DMG

[drowninginlaundry]

Has anyone tried this? Started last week on a v low dose and all I've seen is DS going completely loopy. I've heard that it can improve speech & interaction but doesn't seem the case here so I am probably going to ditch it....

God, I remember this from YEARS ago! I can't remember anything about it though except there is also something called TMG. Where did you hear about it, is it a DAN thing? Doesn't anyone you had contact with know how/what should happen? I am intrigued but unfortunately I am of no use to you.

another mum with a child on the spectrum swears that her child's speech came on leaps and bounds just days after starting DMG, and it seems to be one of the staples in a group of supplements that people give who are serious about biomed (=unlike me with my half arsed approach).

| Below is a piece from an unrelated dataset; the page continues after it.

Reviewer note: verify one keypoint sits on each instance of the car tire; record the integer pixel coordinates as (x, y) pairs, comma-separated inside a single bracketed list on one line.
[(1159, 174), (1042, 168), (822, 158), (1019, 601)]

Apparently it causes hyperactivity in some children but folic acid is supposed to counter this, am doing this also but DS is still zinging off the walls. So after my completely non-scientific experiment I can probably conclude that for him it'll make bugger all difference

What's it stand for, DIL?

I think it Di..... something and TMG is Tri..... something!! DIL will be able to tell us.

dimethylglycine (I googled it! )

no idea what the science behind it is. you can get it from Nutricentre

Just thinking, I heard of this stuff some years ago - 8, 9, 10 years? And I'm sure some people I know tried it. But I don't know anyone now who continues to use it or claims that it brought any great effect, at least no-one I know talks about it now or has for a LONG time. Over the years many of my friends have tried many things and most have gone by the way side tbh although they were extremely hopeful and convinced at the time.

That's just it Davros - I am sure some of these things are beneficial to lots of kids but for me personally the hassle-benefit equation has never been encouraging enough to start a full-on biomed regime. I see a couple of children regularly who have gone through the whole DAN! protocol over several years, one is being chelated, and they are just as autistic as my son. That's why I couldn't do any exclusion diets either - we use enzymes and probiotics - as life is too short and for DS, it'll always be comparatively more difficult than for your average NT child. Because of his disability he's excluded from a lot of things so I didn't want chocolate cake and pizza be amongst them.

so I've got a nearly full jar of DMG capsules if someone wants to give it a go, happy to post

God - do you know DIL, your post really makes me think. DS2 can't eat loads of stuff because of allergies, and I do wonder whether being gluten free as well is just excluding him even more from 'normality'.

My DS started to speak a bit more once he realised he could march into shops and demand 'doughnut' or 'pancake' or 'ice cream'. I know it might not work for everyone but food is a social experience and if we had limited his diet, we might have limited his social interaction.